To add a worker to this swarm, run the following command:
docker swarm join --token SWMTKN-1-3hlnrriihgjm4ajgmk8drpe5my7kzprtjmgh2qrh8akw64jy98-6vrrb008zo22sk76lr4c7q2qb 10.14.0.164:2377
To add a manager to this swarm, run 'docker swarm join-token manager' and follow the instructions.
Your system will be the Swarm manager node. Take a note of the token generated by this command. You will use this token if you want to add other nodes to the Swarm cluster.
foo@bar:~$ docker network create --ingress --driver overlay ingress
foo@bar:~$ docker network create -d overlay --attachable spark-net
If you get an warning about the existing ingress network, just ignore it.
Sometimes the Docker images are not pulled automatically. It is better that you download them before deploying the services.

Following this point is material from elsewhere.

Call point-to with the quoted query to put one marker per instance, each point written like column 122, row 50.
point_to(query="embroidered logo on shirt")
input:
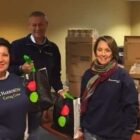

foo@bar:~$ docker-compose pull
You can also pull the images manually:
foo@bar:~$ docker pull fdiblen/spark-master-dirac && docker pull fdiblen/spark-worker-dirac && docker pull fdiblen/hadoop
To deploy Spark and Hadoop services run:
foo@bar:~$ docker stack deploy --resolve-image always -c docker-compose.yml spark
Depending on your system or Docker version you may get an error. In this case try the following command:
foo@bar:~$ docker stack deploy -c docker-compose.yml spark
You can now access to the web interface of the created services:
Spark interface http://0.0.0.0:8080/
Hadoop interface http://0.0.0.0:8088
Hadoop datanodes http://0.0.0.0:50070
Number of available Spark workers can easily be scaled up/down. In order to have 4 Spark worker nodes run:
foo@bar:~$ docker service scale spark_worker=4
List the services:
foo@bar:~$ docker stack services spark
List the tasks:
foo@bar:~$ docker stack ps spark
foo@bar:~$ docker network inspect docker_gwbridge | egrep 'Name|IPv4>
docker stack services spark docker service inspect --pretty spark_master docker service inspect --pretty spark_worker docker service ps spark_master docker service ps spark_worker docker service ps spark_hadoop
foo@bar:~$ docker stack rm spark
docker stop
You can check the logs
foo@bar:~$ docker logs -f container_name
The container name can be found by
foo@bar:~$ docker stack ps spark
docker exec -ti $(docker ps -a | grep hadoop | awk '{print $1}') /bin/bash
export HADOOP_CLASSPATH=$(/opt/soft/hadoop/bin/hadoop classpath)
export PATH=$PATH:/opt/soft/hadoop/bin
hdfs dfsadmin -report
hdfs dfsadmin -printTopology
hdfs getconf -confKey fs.defaultFS
hdfs getconf -namenodes
hdfs dfsadmin -getDatanodeInfo hdfs://localhost:50020/